IRS stresses importance of internal plan controls

In the latest issue of Retirement News for Employers, the IRS stresses the importance of having formal procedures in place to help find and prevent retirement plan errors. These formal procedures, which the IRS refers to as “internal controls,” will depend upon the employer’s organization, plan type, and features, but involve regularly reviewing the plan document and operations.

According to the IRS, an employer’s internal controls should include procedures that: (1) review the plan document for updates as necessary for new law changes, and (2) verify that the employer operates its plan consistently with the terms of the plan document.

For example, the IRS states, an employer should periodically:

• Compare its plan eligibility requirements with employment records to ensure that employees joined the plan once they met the eligibility requirements.

• Compare its employees’ salary deferral election forms with the amounts deducted as plan contributions from their wages.

• Verify that the plan is using the correct definition of employee compensation for each plan purpose.

• Ensure that it has transmitted accurate employee compensation records to its payroll processor and plan administrator.

• Monitor annual contribution and compensation limits.

• Compare terminated participants’ vesting years of service to the plan vesting schedule.

• Secure participant and applicable spousal consent for plan distributions over $5,000.

• Monitor participants’ ages to ensure that it makes required minimum distributions.

The IRS recommends that, at least once a year, an employer should check with its benefits advisor to see if it must amend its plan for law changes. It’s especially important to check for any updates a few months before the end of the calendar year or the beginning of the next plan year, the IRS states. If an employer misses the deadline, it must still update the plan document and can correct the failure to meet the deadline by using the Voluntary Correction Program.

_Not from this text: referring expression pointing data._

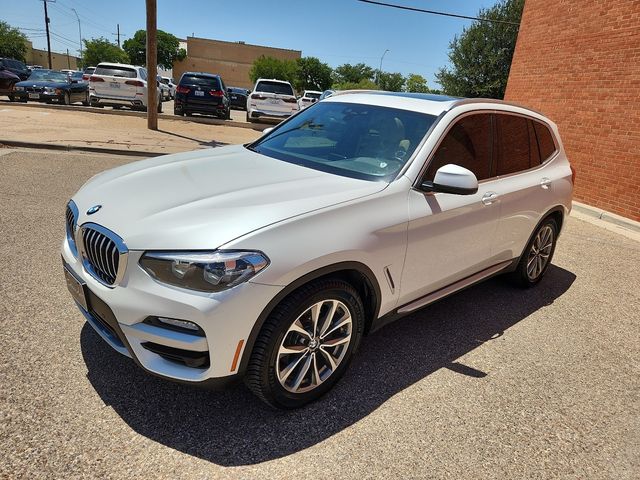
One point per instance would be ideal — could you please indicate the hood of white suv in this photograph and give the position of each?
(203, 199)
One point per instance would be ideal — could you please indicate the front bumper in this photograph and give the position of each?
(118, 315)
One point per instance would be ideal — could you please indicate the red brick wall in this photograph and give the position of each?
(578, 61)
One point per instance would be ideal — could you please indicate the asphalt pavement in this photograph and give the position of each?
(494, 382)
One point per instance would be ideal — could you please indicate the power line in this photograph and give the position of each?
(433, 12)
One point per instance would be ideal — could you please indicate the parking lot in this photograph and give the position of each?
(494, 382)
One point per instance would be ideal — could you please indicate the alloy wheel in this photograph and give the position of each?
(314, 346)
(540, 252)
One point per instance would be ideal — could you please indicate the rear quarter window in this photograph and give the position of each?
(513, 149)
(274, 87)
(545, 141)
(201, 81)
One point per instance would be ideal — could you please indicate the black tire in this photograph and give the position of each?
(261, 376)
(522, 276)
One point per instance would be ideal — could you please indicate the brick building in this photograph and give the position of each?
(578, 61)
(231, 60)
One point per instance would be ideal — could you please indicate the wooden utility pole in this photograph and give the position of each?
(152, 67)
(46, 25)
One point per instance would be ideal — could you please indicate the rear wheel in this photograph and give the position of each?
(306, 344)
(537, 255)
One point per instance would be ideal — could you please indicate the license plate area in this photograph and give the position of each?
(76, 288)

An employer should have a periodic review of its plan operation throughout the year to ensure that it is following the plan’s terms. By doing this, the IRS notes, the employer can more quickly detect and correct any mistakes. An employer may correct insignificant operational failures and even some significant operational failures through the Self-Correction Program without paying any fees or even notifying the IRS if its plan had internal controls. Most significant operational failures may be corrected through the Voluntary Correction Program.